Symptoms are proportional to the fraction of methemoglobin. A normal methemoglobin
fraction is about 1% (range, 0-3%).
At methemoglobin levels of 3-15%, a slight discoloration (eg, pale, gray, blue) of the
skin may be present.
Patients with methemoglobin levels of 15-20% may be relatively asymptomatic, apart
from mild cyanosis.
Signs and symptoms at levels of 25-50% include the following:
Headache
Dyspnea
Lightheadedness, even syncope
Weakness
Confusion
Palpitations, chest pain
Methemoglobin levels of 50-70% can cause the following:
Cardiovascular - Abnormal cardiac rhythms
CNS - Altered mental status; delirium, seizures, coma
Metabolic - Profound acidosis
At methemoglobin fractions exceeding 70%, death usually results. [8]

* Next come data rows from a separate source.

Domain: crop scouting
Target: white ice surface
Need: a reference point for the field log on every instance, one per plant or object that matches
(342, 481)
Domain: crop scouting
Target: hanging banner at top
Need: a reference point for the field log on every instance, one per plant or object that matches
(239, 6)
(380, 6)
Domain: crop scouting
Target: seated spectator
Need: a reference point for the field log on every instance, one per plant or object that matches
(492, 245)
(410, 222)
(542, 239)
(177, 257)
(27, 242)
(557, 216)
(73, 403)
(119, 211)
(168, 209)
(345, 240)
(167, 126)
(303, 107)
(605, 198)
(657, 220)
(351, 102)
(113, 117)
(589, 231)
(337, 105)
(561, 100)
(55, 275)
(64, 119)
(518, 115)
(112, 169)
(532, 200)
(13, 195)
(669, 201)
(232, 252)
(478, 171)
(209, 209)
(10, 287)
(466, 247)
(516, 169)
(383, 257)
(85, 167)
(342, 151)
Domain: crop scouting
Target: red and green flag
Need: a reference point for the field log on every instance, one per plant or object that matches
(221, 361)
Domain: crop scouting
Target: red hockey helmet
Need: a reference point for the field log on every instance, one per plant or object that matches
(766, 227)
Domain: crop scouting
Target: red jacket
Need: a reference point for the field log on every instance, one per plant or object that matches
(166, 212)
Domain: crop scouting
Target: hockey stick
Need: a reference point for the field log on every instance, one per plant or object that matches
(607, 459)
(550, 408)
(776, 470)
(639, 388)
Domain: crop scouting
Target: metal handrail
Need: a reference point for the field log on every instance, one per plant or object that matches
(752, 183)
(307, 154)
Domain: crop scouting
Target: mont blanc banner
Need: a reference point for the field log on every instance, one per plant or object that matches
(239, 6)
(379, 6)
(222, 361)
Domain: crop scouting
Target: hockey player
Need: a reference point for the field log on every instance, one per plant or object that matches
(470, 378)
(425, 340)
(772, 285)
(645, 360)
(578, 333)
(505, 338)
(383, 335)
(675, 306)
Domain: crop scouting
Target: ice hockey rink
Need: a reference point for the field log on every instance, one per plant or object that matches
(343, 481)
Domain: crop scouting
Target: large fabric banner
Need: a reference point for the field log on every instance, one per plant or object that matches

Infants and children can develop methemoglobinemia in association with metabolic
acidosis that is caused by prolonged dehydration and diarrhea. Sources of accidental
toxin exposure that must be considered in infants and children include ingestion of
water from wells contaminated with excess nitrates and exposure to local anesthetics in
teething gels
The clinical effects of methemoglobinemia are exacerbated in the presence of anemia.
Physical Examination
The physical examination of patients with suspected methemoglobinemia should
include examination of the skin and mucous membranes. Vital signs should be
documented, and mental status should be assessed. Careful attention should be paid to
the cardiac, respiratory, and circulatory examinations to assess for evidence of an
underlying disease (either congenital or acquired). [9]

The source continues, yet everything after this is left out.